The new series marks the triumphant return of everyone’s favorite villain/hero/antihero. Since his on-screen debut in 2011’s Thor, Loki has been plenty of things: he’s been a trickster and a traitor, he spent a brief stint as a king, he went from full-on supervillain to antihero for Thor: The Dark World and Thor: Ragnarok, and even wound up a self-sacrificing hero in Avengers: Infinity War. But this time, Loki is back as the star of the show for the very first time.
So if you’ve been keeping up with the Marvel Cinematic Universe, you know that Loki died (again) at the hand of Thanos in Avengers: Infinity War.
So how is he alive for his own Disney+ series? We’re doing the time travel thing.
Just like how Vision found himself suddenly alive again in WandaVision, Loki is back from the dead for Disney+. Loki won’t be a projection of Wanda Maximoff’s imagination, though. Loki is really alive here, thanks to a little time travel loophole from the clever minds at Marvel.
Instead of “main timeline” Loki (who is long gone), Loki will introduce a version of the character who never experienced the redemption arc in Infinity War. The show is playing off the time travel plot of Avengers: Endgame, to journey all the way back to the less-developed Loki from 2012’s The Avengers.
In Endgame, you’ll remember that Loki grabs the Tesseract and teleports to another dimension. This is where the new series picks up.

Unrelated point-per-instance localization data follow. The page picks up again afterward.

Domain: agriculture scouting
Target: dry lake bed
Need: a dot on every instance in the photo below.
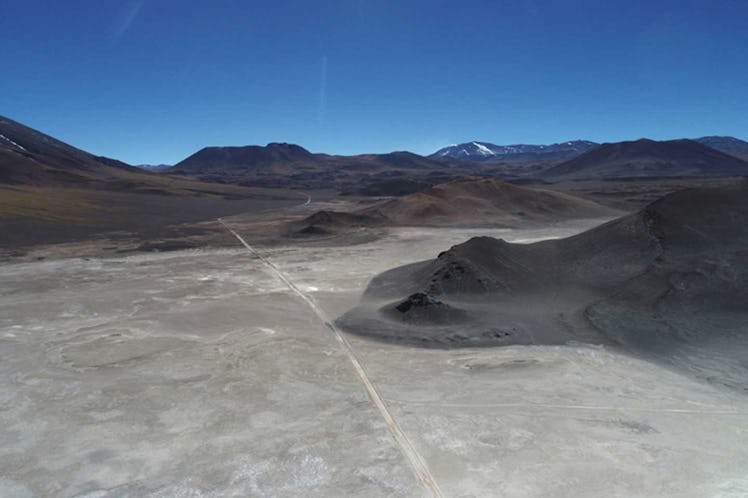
(202, 373)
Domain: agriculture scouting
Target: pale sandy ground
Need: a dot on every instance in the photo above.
(199, 373)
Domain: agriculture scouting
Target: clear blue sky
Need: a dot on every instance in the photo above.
(152, 81)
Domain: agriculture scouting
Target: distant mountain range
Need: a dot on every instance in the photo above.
(484, 151)
(154, 167)
(648, 159)
(488, 152)
(29, 157)
(283, 165)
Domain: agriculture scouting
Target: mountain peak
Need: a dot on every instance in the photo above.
(486, 151)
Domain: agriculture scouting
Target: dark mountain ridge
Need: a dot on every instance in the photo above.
(646, 158)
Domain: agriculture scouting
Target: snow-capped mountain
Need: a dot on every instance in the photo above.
(728, 145)
(484, 151)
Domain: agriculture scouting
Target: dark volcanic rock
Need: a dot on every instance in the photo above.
(669, 282)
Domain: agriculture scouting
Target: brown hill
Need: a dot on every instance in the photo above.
(669, 282)
(479, 201)
(29, 157)
(53, 192)
(287, 165)
(648, 159)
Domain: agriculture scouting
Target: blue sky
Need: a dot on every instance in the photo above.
(152, 81)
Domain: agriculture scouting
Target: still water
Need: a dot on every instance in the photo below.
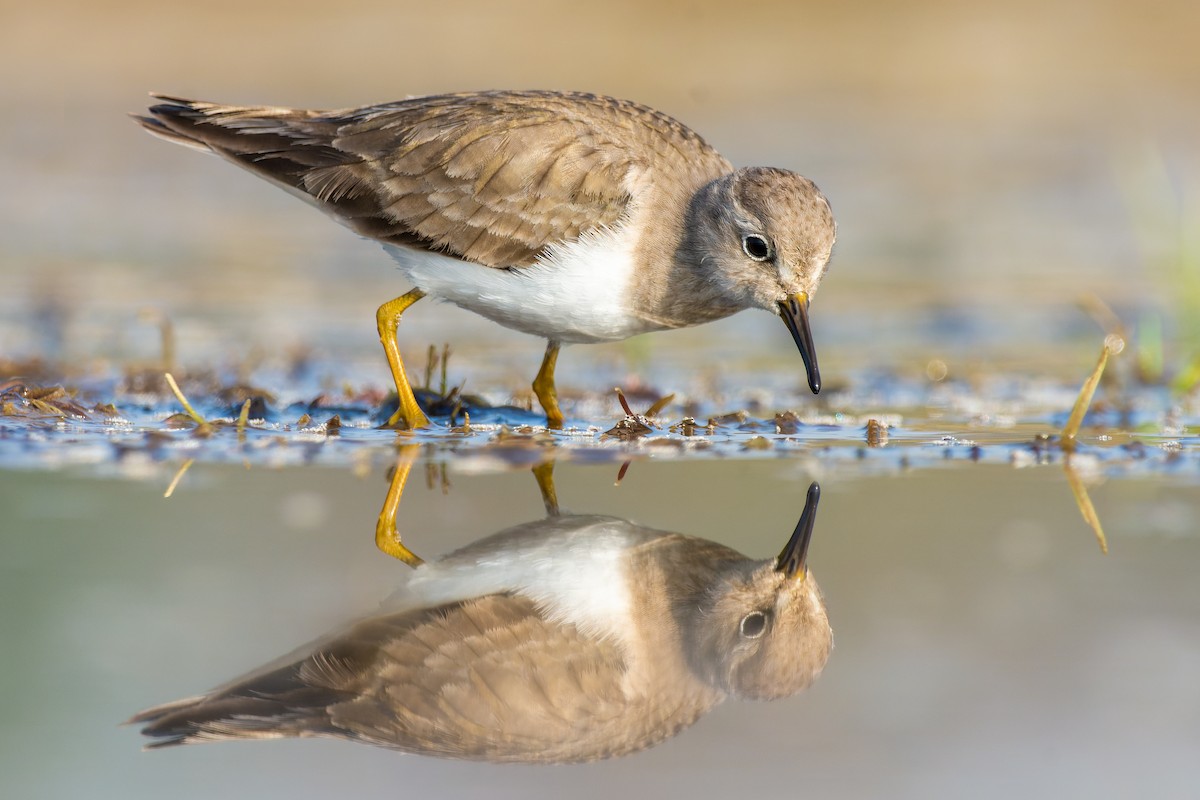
(983, 645)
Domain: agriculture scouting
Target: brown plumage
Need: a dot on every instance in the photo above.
(569, 216)
(492, 178)
(568, 639)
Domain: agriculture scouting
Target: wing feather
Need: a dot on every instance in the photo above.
(492, 178)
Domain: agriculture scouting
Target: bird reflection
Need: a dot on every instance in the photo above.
(567, 639)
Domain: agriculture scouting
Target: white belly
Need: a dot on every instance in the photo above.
(577, 575)
(577, 293)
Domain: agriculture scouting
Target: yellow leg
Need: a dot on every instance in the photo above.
(544, 388)
(408, 414)
(387, 534)
(544, 474)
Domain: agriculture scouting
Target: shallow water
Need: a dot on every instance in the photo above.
(983, 644)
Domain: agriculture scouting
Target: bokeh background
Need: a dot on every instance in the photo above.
(988, 162)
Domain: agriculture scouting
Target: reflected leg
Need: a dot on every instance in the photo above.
(544, 474)
(544, 386)
(408, 414)
(387, 534)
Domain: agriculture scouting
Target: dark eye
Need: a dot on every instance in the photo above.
(756, 247)
(753, 625)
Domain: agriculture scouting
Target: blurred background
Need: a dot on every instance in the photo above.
(988, 163)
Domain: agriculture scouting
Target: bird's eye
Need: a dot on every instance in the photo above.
(753, 625)
(756, 247)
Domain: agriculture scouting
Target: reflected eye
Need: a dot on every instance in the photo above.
(756, 247)
(753, 625)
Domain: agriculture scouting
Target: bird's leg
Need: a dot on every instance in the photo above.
(544, 386)
(544, 474)
(387, 534)
(408, 414)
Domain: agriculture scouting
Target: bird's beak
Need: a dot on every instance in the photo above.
(795, 312)
(791, 560)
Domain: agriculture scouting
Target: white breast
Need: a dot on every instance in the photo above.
(576, 576)
(576, 293)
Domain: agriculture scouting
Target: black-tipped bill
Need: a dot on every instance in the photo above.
(795, 312)
(791, 560)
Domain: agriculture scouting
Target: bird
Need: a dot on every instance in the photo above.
(570, 216)
(571, 638)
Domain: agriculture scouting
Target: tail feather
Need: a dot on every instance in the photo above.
(295, 149)
(276, 705)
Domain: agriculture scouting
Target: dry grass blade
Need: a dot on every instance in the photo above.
(1113, 346)
(244, 417)
(1085, 506)
(187, 407)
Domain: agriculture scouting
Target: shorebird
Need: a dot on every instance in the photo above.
(567, 639)
(569, 216)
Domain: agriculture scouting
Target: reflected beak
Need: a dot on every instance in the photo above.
(791, 560)
(795, 312)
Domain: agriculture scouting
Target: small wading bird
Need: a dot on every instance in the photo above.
(568, 639)
(569, 216)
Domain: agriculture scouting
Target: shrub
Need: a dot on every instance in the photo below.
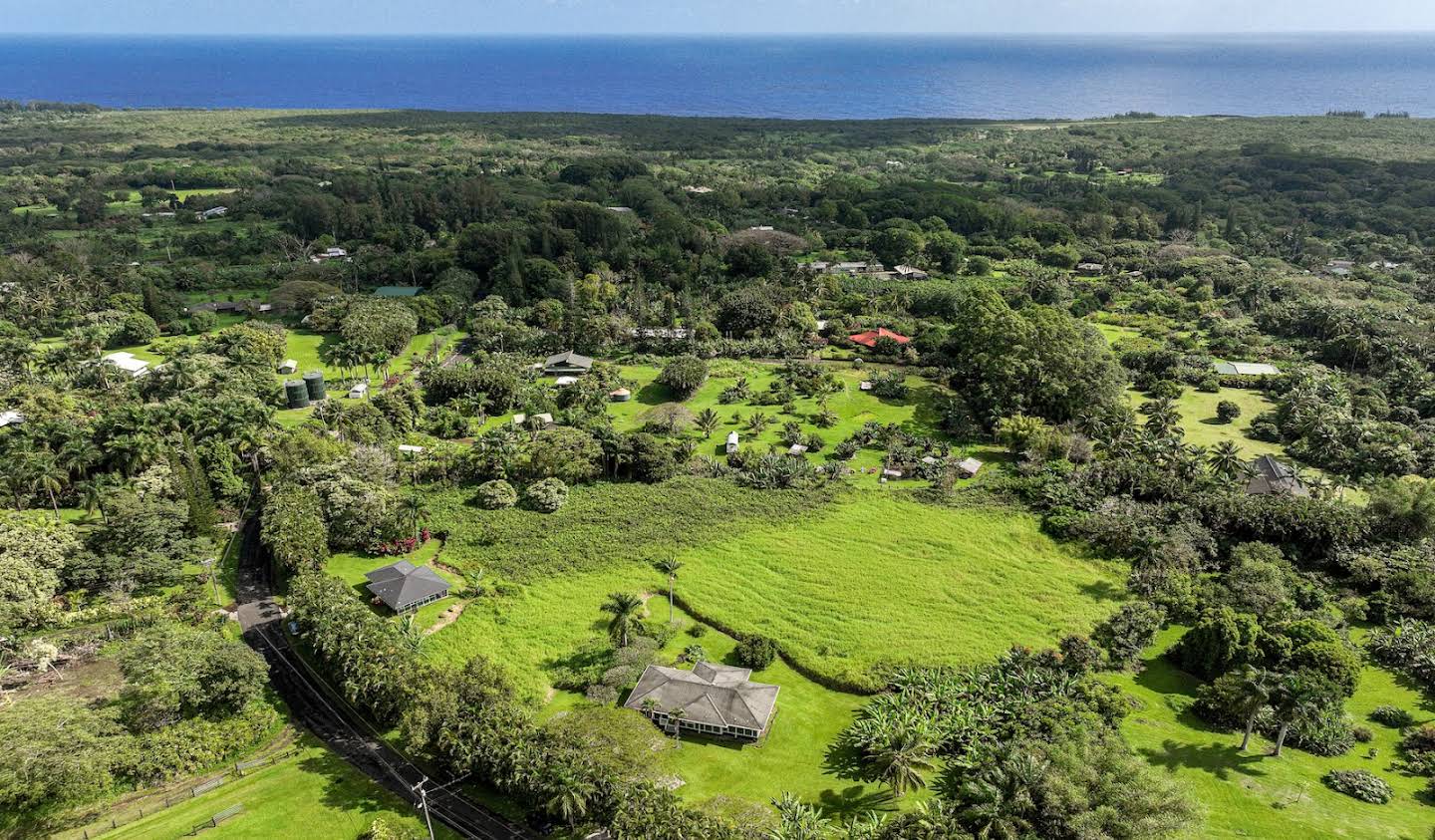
(1360, 784)
(496, 494)
(684, 375)
(1166, 388)
(547, 495)
(1392, 716)
(756, 652)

Marvel is ready to double down on the time traveling. The Loki series is set inside of the world of the TVA, aka the Time Variance Authority. In the MCU, time travel causes timelines to split off into their own realities — which can make things complicated. That’s where the TVA comes in. It’s a futuristic bureaucratic organization (pulled from the comics) that monitors and governs various timelines of the multiverse. They are here to clean up messy timeline shenanigans.
Apparently the TVA was created in the future, but it exists outside of time… in other words, things might get a little confusing… and a little bit weird. And Loki is a time criminal. He’s no longer facing justice on Asgard; he’s under scrutiny from the TVA instead.
“We protect the proper flow of time,” TVA analyst Agent Mobius (Owen Wilson, wow) tells Loki in the trailer. “You picked up the Tesseract, breaking reality. I want you to help us fix it.”
So, where do you start if you’re not deeply involved in the MCU? Can you still enjoy Marvel’s new Loki series? Absolutely!
All of these time shenanigans mean that you don’t actually have to watch all of the movies that Loki is in to prepare for the new series. Tom Hiddleston has played the role in six Marvel movies since 2011: Thor, The Avengers, Thor: Ragnarok, Avengers: Infinity War, and Avengers: Endgame. The last four of these technically exist in a different timeline than the upcoming Loki series.
To get a better sense of Loki’s history–and his complicated relationship with his brother and father–you need to watch Thor. And to get a better sense of who Loki is as a character, dive into The Avengers, which takes place right before the alternate timeline of Loki.
If you can’t wait for Loki, good news: the first episode hits the streaming service this week! Originally slated for June 11, in keeping with Marvel’s usual Friday releases, Loki has been bumped up to Wednesday, June 9. The first season will feature six episodes, with expected 40- to 50-minute runtimes.